Whether voters were able to follow the immigration debate, in particular, is an open question. Senators Cruz of Texas and Rubio of Florida got so in the weeds in their skirmish over immigration reform, anyone could be forgiven for getting lost. Rubio formerly championed a path to citizenship for undocumented immigrants; Cruz, too, was once less hard-line than he is today. Both were confronted with video clips showing their shifts in view.
That exchange gave Governor Christie of New Jersey the opening to jump in and present himself as the top “outsider” on the Trump-free stage.
“I watched the video of Senator Cruz. I watched the video of Senator Rubio. I heard what they said. And this is why you need to send someone from outside of Washington to Washington,” Christie said to applause from the audience in Des Moines. “I feel like I need a Washington-to-English dictionary converter, right?”
In one go, the profound impact of Trump on the 2016 campaign was readily apparent, even as he held a separate event nearby. From the opening moments of his improbable presidential bid, when he singled out Mexican immigrants, Trump’s posture as an outsider with no governing experience has dominated the race – and put immigration front and center.
Trump’s absence put Cruz at center stage, which could have been a gift to the onetime Princeton debate champion. But without Trump to go after, Cruz made a major blunder, one that goes to likability and temperament: He tried aggressively to interject himself into the discussion when it wasn’t his turn, repeatedly interrupting Fox News moderator Chris Wallace.
“Sir, I know you like to argue about the rules, but we're going to conduct a debate,” Mr. Wallace insisted to Cruz.
Political analysts pounced on Twitter.
“Ted Cruz proved for the billionth time in debate history why it makes ZERO sense to argue about the rules,” tweeted Chris Cillizza, a Washington Post politics blogger.
Cruz’s exchange with Wallace also brought to mind a famous comment by the late Supreme Court justice Oliver Wendell Holmes, who once said that President Theodore Roosevelt had “a second-class intellect, but a first-class temperament.” Cruz might be the opposite on both counts. (Some historians think Holmes was referring to Franklin Roosevelt, but he was much closer to the Rough Rider, who appointed him to the Supreme Court.)
Rubio, too, like the other candidates, gave voters a sense of his temperament Thursday night, showing his ability to disagree without being disagreeable. The skirmish on immigration didn’t help him; it could, in fact, be his Achilles’ heel in his quest for the nomination. But in all seven GOP debates, he has turned in consistently competent performances, even if appearing a bit overeager.
He also made a naked plea for evangelical votes, a key GOP voting bloc in Iowa that Trump and Cruz have dominated. When moderator Bret Baier noted, in a question on electability, that Time magazine had once called Rubio “the Republican savior,” the senator pivoted toward his faith.
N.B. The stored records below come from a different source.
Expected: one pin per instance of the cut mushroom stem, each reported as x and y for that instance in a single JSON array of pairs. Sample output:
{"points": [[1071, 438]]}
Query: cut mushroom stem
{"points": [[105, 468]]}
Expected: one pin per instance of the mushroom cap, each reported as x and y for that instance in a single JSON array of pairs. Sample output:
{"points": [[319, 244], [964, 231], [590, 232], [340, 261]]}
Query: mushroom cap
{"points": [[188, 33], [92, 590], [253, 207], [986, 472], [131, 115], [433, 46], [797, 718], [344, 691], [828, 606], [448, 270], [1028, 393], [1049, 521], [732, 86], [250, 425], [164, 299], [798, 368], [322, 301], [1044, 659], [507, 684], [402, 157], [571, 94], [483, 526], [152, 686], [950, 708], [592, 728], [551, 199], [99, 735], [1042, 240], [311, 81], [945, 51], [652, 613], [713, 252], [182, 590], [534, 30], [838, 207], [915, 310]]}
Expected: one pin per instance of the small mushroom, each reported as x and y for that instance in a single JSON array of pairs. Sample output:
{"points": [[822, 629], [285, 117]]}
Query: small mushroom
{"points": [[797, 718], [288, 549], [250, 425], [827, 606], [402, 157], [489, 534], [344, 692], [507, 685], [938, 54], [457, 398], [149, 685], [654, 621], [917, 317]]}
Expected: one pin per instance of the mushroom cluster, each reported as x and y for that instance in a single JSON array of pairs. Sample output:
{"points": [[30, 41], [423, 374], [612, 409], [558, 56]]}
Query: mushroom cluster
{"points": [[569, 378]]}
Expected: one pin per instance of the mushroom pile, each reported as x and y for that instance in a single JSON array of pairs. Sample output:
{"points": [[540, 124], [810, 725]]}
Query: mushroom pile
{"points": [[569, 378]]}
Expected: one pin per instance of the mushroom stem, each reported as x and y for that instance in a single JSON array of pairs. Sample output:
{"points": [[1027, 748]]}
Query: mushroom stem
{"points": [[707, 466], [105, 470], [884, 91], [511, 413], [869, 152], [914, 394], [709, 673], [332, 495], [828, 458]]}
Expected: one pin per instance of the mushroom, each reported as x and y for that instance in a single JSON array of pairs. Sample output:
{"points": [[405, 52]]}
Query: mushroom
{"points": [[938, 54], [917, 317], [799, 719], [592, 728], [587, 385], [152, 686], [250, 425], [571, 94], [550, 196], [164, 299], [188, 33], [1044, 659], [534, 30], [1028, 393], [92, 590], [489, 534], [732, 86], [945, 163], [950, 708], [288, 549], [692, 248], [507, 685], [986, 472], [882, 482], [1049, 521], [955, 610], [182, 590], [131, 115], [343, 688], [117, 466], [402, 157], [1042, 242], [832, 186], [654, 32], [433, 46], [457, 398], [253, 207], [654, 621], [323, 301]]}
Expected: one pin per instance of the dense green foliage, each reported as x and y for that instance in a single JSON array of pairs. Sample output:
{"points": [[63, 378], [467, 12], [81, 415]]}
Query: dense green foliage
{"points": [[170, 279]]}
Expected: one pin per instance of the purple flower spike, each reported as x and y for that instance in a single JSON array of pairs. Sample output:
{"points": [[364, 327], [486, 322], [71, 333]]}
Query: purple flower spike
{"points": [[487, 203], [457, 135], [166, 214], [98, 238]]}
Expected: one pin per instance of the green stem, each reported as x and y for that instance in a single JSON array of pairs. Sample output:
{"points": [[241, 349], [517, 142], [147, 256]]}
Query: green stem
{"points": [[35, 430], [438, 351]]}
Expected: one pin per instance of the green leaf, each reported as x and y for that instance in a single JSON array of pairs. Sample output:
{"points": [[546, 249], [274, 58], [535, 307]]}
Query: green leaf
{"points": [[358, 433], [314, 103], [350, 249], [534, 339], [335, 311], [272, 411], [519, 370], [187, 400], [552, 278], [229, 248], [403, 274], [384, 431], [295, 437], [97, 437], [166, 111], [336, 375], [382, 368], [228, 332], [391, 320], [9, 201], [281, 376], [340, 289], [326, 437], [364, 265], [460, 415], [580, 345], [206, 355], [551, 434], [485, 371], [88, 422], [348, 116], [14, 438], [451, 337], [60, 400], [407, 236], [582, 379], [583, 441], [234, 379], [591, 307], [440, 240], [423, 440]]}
“Well, let me be clear about one thing: There's only one savior and it's not me,” Rubio said. “It's Jesus Christ who came down to earth and died for our sins.”
That may not do Rubio much good in New Hampshire, which holds the second nominating contest on Feb. 9 with its primaries and where open expressions of faith are not part of the culture. But the result in Iowa will have an impact on subsequent primaries and caucuses. Faith comes back as a factor in the third contest, the South Carolina primary. Finishing in the top three in the early contests has been critical to viability for the long haul.
In the end, Rubio may have done himself some good Thursday, especially in relation to Cruz.
“It's not so much that Rubio won as no one else within striking distance of the nomination turned in such a standout performance that it matters at this juncture,” says Mr. O’Connell.
As for Trump, he has once again defied conventional wisdom by daring to skip the final debate before the Iowa caucuses. He didn’t face the buzz saw of Cruz’s debating skill, and instead thumbed his nose at the Republican establishment and got CNN to air his alternate event, a fundraiser for veterans. The early line on Trump’s latest gambit is that, once again, he comes out ahead.